Punten, masih ada kehidupan atau tidak? Wkwk.
Don't forget to vote.
Happy reading ❤❤
"SIAPA YANG KEMARIN HABIS RIBUT SAMA SEKOLAH LAIN?"
Bu Trisila memasuki kelas dengan penuh aksi. Beliau membawa Bu Esa beserta Pak Mukhlis dari BK. Mendengar tentang keributan diluar jam sekolah membuat Bu Trisila geram. Terlebih lagi, yang memimpin aksi ini adalah anak asuhnya sendiri. Kelas banggaan guru yang bergelar Silver, yakni XI IPA 7.
Bu Trisila menatap nyalang satu persatu anak didiknya yang merunduk tak mau angkat bicara. Mata beliau akhirnya terkunci pada lelaki berambut hitam legam yang hanya menatap luru ke depan.
"Satya! Coba jelaskan seperti apa kelakuan teman kamu!" ujar Bu Trisila dengan nada meninggi.
Satya menoleh cepat. Ini pasti, ia menjadi sasaran kekejaman Bu Trisila saat marah. Huh, menyusahkan tapi Satya mesti melakukannya.
"Mereka cuman berantem biasa Bu." ujarnya seadanya. Lantas ia harus bilang apa? Kejadian kemarin begitu brutal. Bila pihak sekolah mengetahuinya, maka habis sudah.
"Lalu kenapa saya mendengar desas desus adanya sandera atas insiden kemarin?" Bu Trisila semakin mengintimidasi. Dan itu terasa tidak menyenangkan.
Melihat gelagat Satya yang tidak mampu mengatasi lawan bicaranya, Aliza sebagai wakilnya memutuskan angkat suara. "Itu hanya rumor Bu. Nyatanya, seluruh anggota kelas berangkat." ujar Aliza.
"Oh ya?" Bu Trisila menelisik satu persatu siswanya dengan lebih teliti.
"Stella." jeda beliau. "Kenapa tangan kamu diperban?"
Stella berdehem. Ia menarik napasnya untuk berusaha tenang. "Kemarin tangan saya kesayat pisau Bu." ujarnya jujur.
"Oh kok bisa?" tanya Bu Trisila menyilangkan tangannya di depan dada. Beliau memicingkan matanya saat Stella menarik napas.
"Itu pengalaman memalukan Bu. Maaf saya tidak bisa cerita." ujar Stella mengelak sebisa mungkin.
"Jadi begitu." Bu Trisila menatap tidak percaya ke arah Stella. Namun jawaban Athilia membuat Bu Trisila menoleh kearahnya.
"Kemarin Stella kena pisau waktu mengupas kentang bu!" ujarnya.
"Mengupas kentang sampai keiris kayak gitu?" sela Bu Esa melirik luka di telapak tangan Stella.
"Nah makanya itu jadi pengalaman memalukan Bu." ujar Rika berdiri.
"Betul Bu."
"Masuk akal Bu."
Keadaan kelas begitu ricuh guna mendukung sandiwara mereka menutupi kesalahan kelas itu.
Splash.
"DIAM! TENANG SEMUANYA!" Pak Mukhlis memukulkan rotan panjang yang semenjak kapan menjadi kesayangannya dan selalu ia banggakan.
"Kenapa saya berpikir kalian berusaha menutupi sesuatu?" ujar Bu Trisila melangkah ke depan kelas. Beberapa dari mereka terlihat meneguk saliva susah payah.

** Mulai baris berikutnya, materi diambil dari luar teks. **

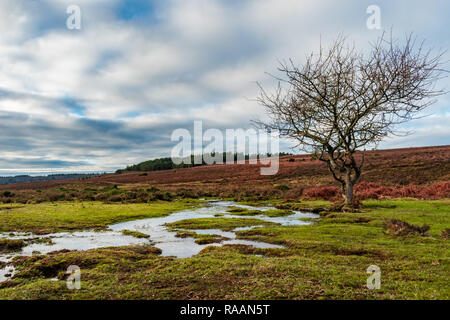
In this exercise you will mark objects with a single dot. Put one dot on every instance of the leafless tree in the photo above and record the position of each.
(342, 100)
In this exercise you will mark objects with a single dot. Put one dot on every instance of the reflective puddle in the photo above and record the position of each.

"Bu, untuk apa kami menutupi yang tidak seharusnya kami tutupi?" ujar Fariz. Abay tentu saja malas menjelaskan kepada guru penuh curigaan itu.
Ting!
Bu Trisila tersenyum mendengar notifikasi masuk di ponseknga. Artinya ia mendapatkan bukti yang membuatnya bisa membungkam penuh anak didiknya yang keras kepala ini.
"Apa penjelasan kalian tentang video yang saya terima barusan?" Bu Trisila menyalakan volume sekeras mungkin.
"LET'S KILL THIS LOVE!"
KAMU SEDANG MEMBACA
SCIENCE 7 : TRUTH OVER DARE
Fiksi RemajaTerdampar di sekolah yang terkenal buruk di kalangan masyarakat membuat sebagian orang merasakan minder yang luar biasa. Apalagi, SMA Gemilang sama sekali tidak pernah mencetak anak emas berprestasi sejauh ini. SMA Gemilang selalu mendapatkan anak b...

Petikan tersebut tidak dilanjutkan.